Removing Printf Code from a Rust Program

Posted on September 2, 2022

In which I try to remove all traces of printf from a Rust program.

Context: a really tiny Rust program

Recently, I was working on a Rust program meant to run in a severely constrained environment; for example, the binary size on disk absolutely had to be under 1 MB, and we were aiming to have it come in around 100 KB. To that end, we had a couple rules for our program:

  • No use of heap allocations

  • No use of printf-style formatting code

We made extensive use of the libc Rust crate. The general style was that Rust, with its safety checks, took care of the “business logic” of the program, and we used libc calls to ensure our interactions with the OS don’t have any unexpected effects (like heap allocations or printf formatting).

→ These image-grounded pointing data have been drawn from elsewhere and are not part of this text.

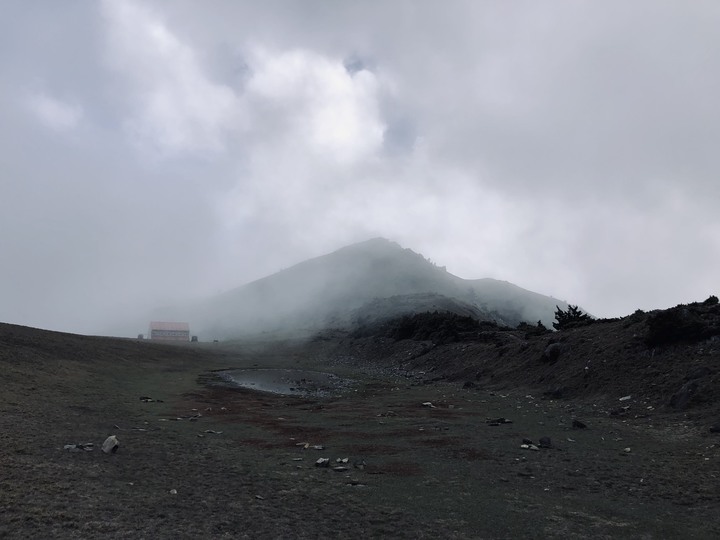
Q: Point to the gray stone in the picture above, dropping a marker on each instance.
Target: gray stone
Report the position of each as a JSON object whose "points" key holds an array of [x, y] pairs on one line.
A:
{"points": [[111, 445]]}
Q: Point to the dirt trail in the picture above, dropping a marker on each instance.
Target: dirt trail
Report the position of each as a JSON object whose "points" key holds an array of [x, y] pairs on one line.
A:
{"points": [[239, 466]]}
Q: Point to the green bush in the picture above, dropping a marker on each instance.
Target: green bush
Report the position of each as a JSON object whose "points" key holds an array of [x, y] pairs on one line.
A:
{"points": [[571, 318]]}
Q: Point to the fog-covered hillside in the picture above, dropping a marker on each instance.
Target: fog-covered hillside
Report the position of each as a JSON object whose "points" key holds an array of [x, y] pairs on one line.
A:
{"points": [[371, 280]]}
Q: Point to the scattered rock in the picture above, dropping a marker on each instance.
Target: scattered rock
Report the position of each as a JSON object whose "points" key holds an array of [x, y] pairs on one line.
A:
{"points": [[111, 445], [556, 393], [545, 442], [698, 373], [87, 447], [682, 397], [619, 411], [498, 421], [552, 353]]}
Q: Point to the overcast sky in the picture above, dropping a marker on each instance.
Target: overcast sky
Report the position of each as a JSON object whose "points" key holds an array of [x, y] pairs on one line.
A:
{"points": [[153, 151]]}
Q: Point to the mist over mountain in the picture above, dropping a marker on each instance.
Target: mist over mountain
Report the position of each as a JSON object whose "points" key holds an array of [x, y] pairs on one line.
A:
{"points": [[361, 283]]}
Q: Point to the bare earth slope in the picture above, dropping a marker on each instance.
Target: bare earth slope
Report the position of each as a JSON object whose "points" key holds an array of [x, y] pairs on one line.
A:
{"points": [[428, 455]]}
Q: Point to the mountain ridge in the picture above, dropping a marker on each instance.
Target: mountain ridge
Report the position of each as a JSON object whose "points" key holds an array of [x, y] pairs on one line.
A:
{"points": [[376, 278]]}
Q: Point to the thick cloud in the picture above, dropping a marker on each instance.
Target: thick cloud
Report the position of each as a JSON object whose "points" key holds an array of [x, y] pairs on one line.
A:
{"points": [[159, 151]]}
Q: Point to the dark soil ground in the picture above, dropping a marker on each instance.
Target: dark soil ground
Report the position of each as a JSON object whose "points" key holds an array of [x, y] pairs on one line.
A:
{"points": [[204, 460]]}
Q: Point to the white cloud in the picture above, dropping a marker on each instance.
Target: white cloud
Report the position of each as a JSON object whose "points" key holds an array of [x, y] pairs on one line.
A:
{"points": [[320, 105], [54, 113], [176, 107]]}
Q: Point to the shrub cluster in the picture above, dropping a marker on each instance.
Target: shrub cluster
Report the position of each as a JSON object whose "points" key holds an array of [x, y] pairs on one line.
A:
{"points": [[683, 324], [571, 318]]}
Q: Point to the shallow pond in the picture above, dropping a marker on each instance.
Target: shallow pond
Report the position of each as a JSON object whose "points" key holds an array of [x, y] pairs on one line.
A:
{"points": [[288, 382]]}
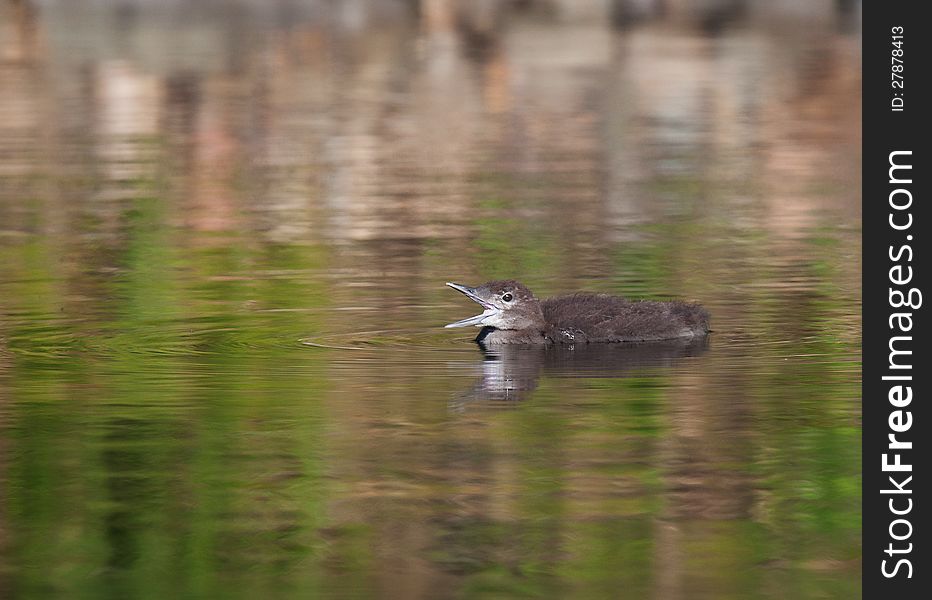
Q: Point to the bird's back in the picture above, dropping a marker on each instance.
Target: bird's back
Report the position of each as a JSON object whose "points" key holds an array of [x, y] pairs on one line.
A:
{"points": [[585, 317]]}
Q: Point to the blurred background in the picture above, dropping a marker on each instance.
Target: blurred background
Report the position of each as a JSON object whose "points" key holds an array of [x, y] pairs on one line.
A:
{"points": [[224, 232]]}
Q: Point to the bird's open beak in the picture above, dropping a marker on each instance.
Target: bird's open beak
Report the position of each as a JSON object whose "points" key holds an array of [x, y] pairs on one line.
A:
{"points": [[470, 293]]}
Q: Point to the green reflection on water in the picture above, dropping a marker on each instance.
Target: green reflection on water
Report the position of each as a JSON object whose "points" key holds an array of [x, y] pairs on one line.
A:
{"points": [[164, 433]]}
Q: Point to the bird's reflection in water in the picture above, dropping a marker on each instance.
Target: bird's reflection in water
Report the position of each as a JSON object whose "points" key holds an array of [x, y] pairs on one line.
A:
{"points": [[510, 373]]}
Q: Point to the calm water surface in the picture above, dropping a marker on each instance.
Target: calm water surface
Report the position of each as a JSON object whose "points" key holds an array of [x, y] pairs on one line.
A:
{"points": [[223, 241]]}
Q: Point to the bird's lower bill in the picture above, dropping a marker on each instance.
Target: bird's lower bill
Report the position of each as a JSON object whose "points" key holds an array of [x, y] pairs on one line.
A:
{"points": [[490, 313]]}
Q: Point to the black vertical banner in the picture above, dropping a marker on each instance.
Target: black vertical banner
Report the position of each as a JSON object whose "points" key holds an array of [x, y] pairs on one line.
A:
{"points": [[897, 438]]}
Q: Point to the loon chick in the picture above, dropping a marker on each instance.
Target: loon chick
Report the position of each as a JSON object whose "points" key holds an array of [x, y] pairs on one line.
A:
{"points": [[513, 315]]}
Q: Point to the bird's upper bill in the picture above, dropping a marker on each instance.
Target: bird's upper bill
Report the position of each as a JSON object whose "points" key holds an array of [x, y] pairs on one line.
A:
{"points": [[490, 312]]}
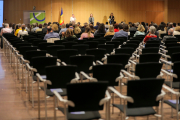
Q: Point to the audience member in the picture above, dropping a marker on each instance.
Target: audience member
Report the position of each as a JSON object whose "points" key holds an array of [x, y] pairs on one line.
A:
{"points": [[151, 34], [39, 29], [87, 34], [68, 34], [170, 35], [116, 28], [177, 31], [140, 31], [132, 28], [122, 31], [77, 30], [51, 34], [23, 31], [110, 31], [63, 28]]}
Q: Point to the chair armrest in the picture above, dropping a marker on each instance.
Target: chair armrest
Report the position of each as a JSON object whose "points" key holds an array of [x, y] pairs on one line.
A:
{"points": [[70, 103], [170, 74], [171, 90], [75, 80], [30, 68], [106, 99], [129, 99], [160, 96], [169, 63], [132, 76], [43, 80], [99, 62], [64, 63], [91, 79]]}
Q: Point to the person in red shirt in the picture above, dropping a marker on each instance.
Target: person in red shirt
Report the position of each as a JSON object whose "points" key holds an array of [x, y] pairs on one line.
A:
{"points": [[116, 28], [151, 34]]}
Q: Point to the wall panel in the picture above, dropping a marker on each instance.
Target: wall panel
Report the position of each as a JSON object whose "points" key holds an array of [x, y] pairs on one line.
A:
{"points": [[124, 10]]}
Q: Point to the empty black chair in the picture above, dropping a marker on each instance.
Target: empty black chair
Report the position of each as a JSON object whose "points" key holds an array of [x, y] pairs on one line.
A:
{"points": [[92, 44], [144, 97], [68, 45], [152, 45], [150, 50], [81, 48], [98, 53], [52, 49], [43, 46], [124, 50], [119, 59], [109, 48], [59, 42], [83, 63], [36, 42], [148, 70], [64, 55], [78, 94], [34, 53], [149, 57], [115, 43]]}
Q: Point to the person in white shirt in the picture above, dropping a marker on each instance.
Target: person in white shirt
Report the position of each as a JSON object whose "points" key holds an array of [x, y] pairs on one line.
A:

So imagine my surprise when adding code to create pseudoterminals caused the binary to suddenly balloon in size. (By “balloon” I mean “increased by an unexpected ~10KB”.)

#![cfg_attr(not(test), no_main)]
extern crate libc;

use std::ffi::c_int;
use std::ptr;

#[cfg_attr(not(test), no_mangle)]
fn main() {
    let mut master: c_int = 0;
    let mut slave: c_int = 0;
    if 0 > unsafe {
        libc::openpty(
            &mut master,
            &mut slave,
            ptr::null_mut(),
            ptr::null(),
            ptr::null(),
        )
    } {
        panic!("openpty");
    }
    match unsafe { libc::fork() } {
        -1 => panic!("fork"),
        0 => {
            for fd in 0i32..3 {
                if 0 > unsafe { libc::dup2(slave, fd) } {
                    panic!("dup2");
                }
            }
            // Child execs a shell (or other program) that can be "driven" by
            // the parent program.
            // unsafe { libc::execl(b"/bin/sh\0".as_ptr() as *const c_char, ptr::null()) };
        }
        _ => {
            // parent communicates with child through the master side of the pty
            // read/write calls here (from stdin/stdout or a socket or whatnot)
        }
    }
}

cargo bloat is a handy tool that will tell you what exactly is taking up all that space. Using it to compile and analyze the above snippet1, I get this output:

     File  .text    Size     Crate Name
     4.1%  22.8%  2.9KiB [Unknown] fmt_fp
     3.4%  18.6%  2.3KiB [Unknown] printf_core
     0.6%   3.1%    403B [Unknown] vfprintf
     0.6%   3.0%    391B [Unknown] static_init_tls
     0.5%   3.0%    385B [Unknown] __init_libc
     0.5%   2.9%    366B [Unknown] pop_arg
     0.5%   2.7%    346B [Unknown] _start_c
     0.4%   2.3%    300B [Unknown] openpty
     0.4%   2.1%    268B [Unknown] wcrtomb
     0.3%   1.9%    238B [Unknown] __strchrnul
     0.3%   1.7%    221B [Unknown] __stdio_write
     0.3%   1.5%    196B [Unknown] memchr
     0.3%   1.4%    178B [Unknown] __lockfile
     0.2%   1.4%    175B [Unknown] __fwritex
     0.2%   1.3%    168B [Unknown] vsnprintf
     0.2%   1.3%    162B [Unknown] __lock
     0.2%   1.2%    150B [Unknown] fork
     0.2%   1.2%    148B [Unknown] pad
     0.2%   1.1%    143B [Unknown] fprintf
     0.2%   1.1%    140B [Unknown] sn_write
     3.9%  21.6%  2.7KiB           And 55 smaller methods. Use -n N to show more.
    18.1% 100.0% 12.5KiB           .text section size, the file size is 69.1KiB

Almost 10% of the total file size is taken up by formatting code (fmt_fp, printf_core, and vfprintf). And this is a do-nothing program! In the real code, it used more space. When you’re aiming for <100KB program, even 5–10KB is a noticeable percentage.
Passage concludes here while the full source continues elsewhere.